Wikan mencium punggung tangan kedua OB tersebut. Diikuti dengan Zita.

"Aduh, Non, Den, tangan saya kotor." ujar Mang Ardi tak enak hati.

"Gakpapah, Mang. Makasih banget ya udah bantuin kita jadi cepet selesai, minumannya juga hehe." kata Zita.

Mang Dadang berbisik pada Wikan, "Pacarnya Den Wikan ya?" tanyanya.

"Calon, Pak." jawab Wikan seraya menyengir.

"Cantik bener dah, bule." ujar Mang Dadang.

"Jangan digebet ya, Pak." kekeh Wikan yang diacungi jempol oleh Mang Dadang.

"Siap atuh, mamang mah selalu setia sama istri di rumah. Walau janda kampung sebelah lebih menggoda, ahay!"

Wikan dan Zita terkekeh melihat tingkah kocak OB tersebut.

Kedua OB itupun berpamitan untuk kembali bekerja. Wikan dan Zita juga kembali duduk di bawah pohon rindang. Angin sepoi-sepoi menyapu kulit mereka.

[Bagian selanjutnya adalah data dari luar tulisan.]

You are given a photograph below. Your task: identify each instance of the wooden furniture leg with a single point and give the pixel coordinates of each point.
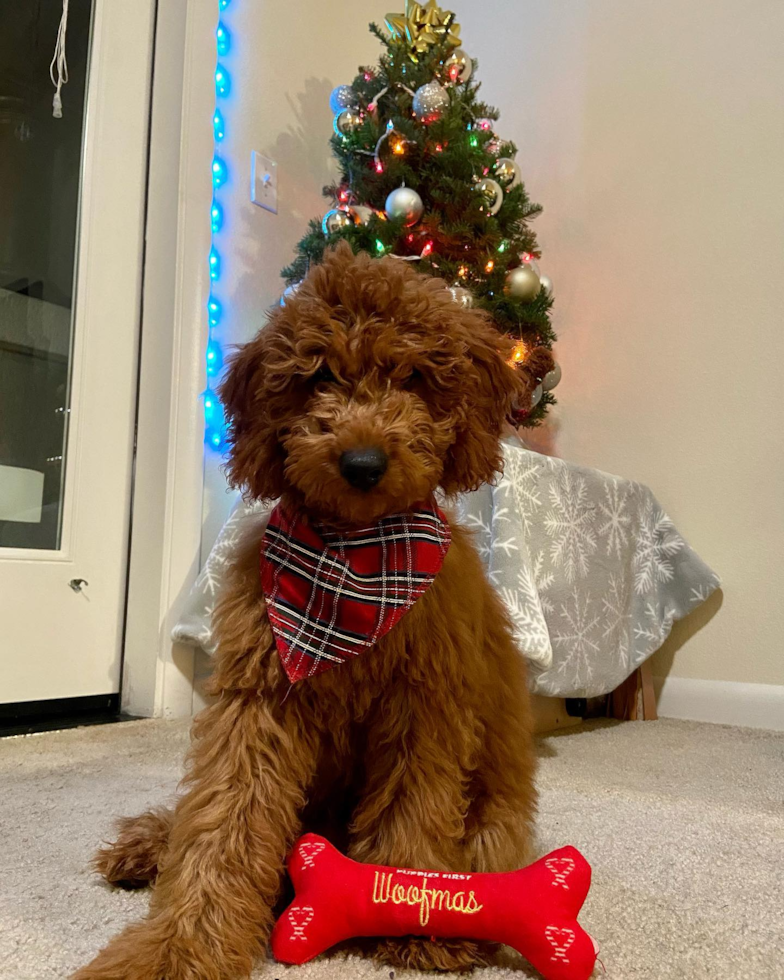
(635, 699)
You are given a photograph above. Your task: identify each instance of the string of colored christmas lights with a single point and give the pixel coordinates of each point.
(214, 423)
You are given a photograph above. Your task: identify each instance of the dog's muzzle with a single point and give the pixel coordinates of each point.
(363, 468)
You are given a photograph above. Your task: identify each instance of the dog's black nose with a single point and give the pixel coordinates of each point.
(363, 468)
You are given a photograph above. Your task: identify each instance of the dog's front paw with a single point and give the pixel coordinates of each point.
(415, 953)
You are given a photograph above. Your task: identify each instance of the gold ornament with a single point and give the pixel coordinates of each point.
(334, 220)
(517, 354)
(522, 283)
(507, 172)
(420, 27)
(458, 66)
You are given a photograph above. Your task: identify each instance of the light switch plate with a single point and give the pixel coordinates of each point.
(264, 182)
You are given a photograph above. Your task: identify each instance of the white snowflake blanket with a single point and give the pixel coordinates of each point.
(590, 567)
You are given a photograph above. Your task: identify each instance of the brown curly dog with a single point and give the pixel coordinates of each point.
(418, 752)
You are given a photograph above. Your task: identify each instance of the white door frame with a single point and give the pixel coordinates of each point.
(103, 368)
(166, 517)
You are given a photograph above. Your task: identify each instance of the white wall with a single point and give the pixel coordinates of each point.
(653, 135)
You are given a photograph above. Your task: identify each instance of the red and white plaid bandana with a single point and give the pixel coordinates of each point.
(330, 595)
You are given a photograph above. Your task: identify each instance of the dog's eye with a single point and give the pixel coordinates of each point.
(323, 375)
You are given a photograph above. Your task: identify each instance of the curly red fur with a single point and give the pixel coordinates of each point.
(418, 752)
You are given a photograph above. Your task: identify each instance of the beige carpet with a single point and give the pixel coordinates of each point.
(682, 822)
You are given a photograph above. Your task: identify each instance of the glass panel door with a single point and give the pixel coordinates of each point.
(40, 165)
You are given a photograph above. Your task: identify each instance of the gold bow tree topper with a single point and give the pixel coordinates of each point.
(420, 27)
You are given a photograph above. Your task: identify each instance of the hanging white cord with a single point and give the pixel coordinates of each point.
(59, 64)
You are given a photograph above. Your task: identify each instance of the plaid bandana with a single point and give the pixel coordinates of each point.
(330, 595)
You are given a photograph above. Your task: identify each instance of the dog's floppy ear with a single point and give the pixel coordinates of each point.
(256, 459)
(493, 387)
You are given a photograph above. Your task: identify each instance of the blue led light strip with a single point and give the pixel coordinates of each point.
(214, 422)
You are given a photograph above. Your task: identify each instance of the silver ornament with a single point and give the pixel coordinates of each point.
(507, 172)
(492, 195)
(430, 100)
(552, 378)
(405, 203)
(343, 97)
(462, 296)
(347, 121)
(288, 292)
(522, 283)
(458, 66)
(361, 213)
(334, 220)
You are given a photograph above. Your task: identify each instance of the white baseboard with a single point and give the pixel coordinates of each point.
(721, 702)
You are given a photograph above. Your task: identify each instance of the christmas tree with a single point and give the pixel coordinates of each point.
(425, 178)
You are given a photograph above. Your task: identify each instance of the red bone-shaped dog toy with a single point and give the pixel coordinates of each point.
(533, 910)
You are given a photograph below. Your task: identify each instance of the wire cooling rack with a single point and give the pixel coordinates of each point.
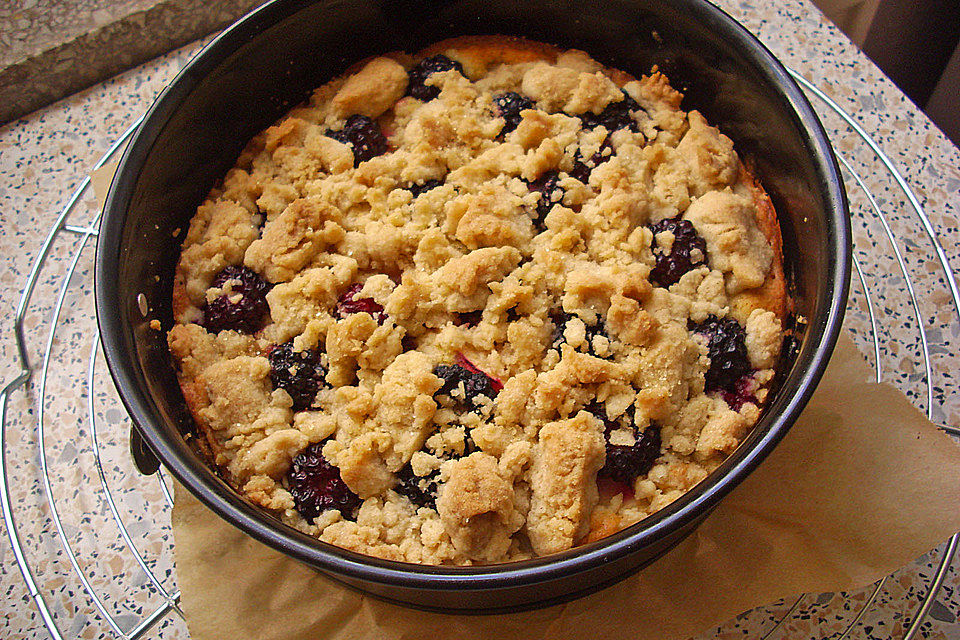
(91, 535)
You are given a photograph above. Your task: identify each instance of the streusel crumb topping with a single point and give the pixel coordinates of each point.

"Mereka berdua udah gue anggep kayak sodara. Setiap gue kesepian, mereka selalu nemenin gue disini, di taman ini." ucap Wikan membuka pembicaraan.

Zita tersenyum memperlihatkan dua lesung pipi yang terpatri di pipi gembulnya. Lesung pipinya tak sedalam milik Daffi, walau begitu tetap tak kalah manis.

"Ternyata kamu baik ya. Pinter, rajin, rapi, baik, sopan, ganteng." Celetuk Zita keceplosan.

Wikan menoleh, "Cie muji." godanya.

Zita mengatupkan bibirnya, "Gak muji kok enggak, cuma nyebutin fakta aja." gugupnya.

Wikan hanya mengangguk-anggukkan kepalanya saja.

"Tadi pas aku nyapu sama Mang Ardi, kata dia kamu pemilik sekolah ini. Emang bener?"

Wikan mengangguk, "Lebih tepatnya punya Ibu." ujarnya.

"Tapi kenapa kamu keliatannya kayak murid biasa aja, maksud aku, kamu gak keliatan nonjolin kalo kamu pemilik sekolah ini."

"Gue sengaja nutup identitas, cuma guru, staf, anak enam, lo sama Tiara yang tau doang." jelasnya.

"Berarti si Ravi itu gak tau dong siapa kamu sebenernya?"

Wikan menggeleng.

"Yah! Harusnya kamu kasih tau dong! Biar dia gak ngehina kamu terus." protes Zita.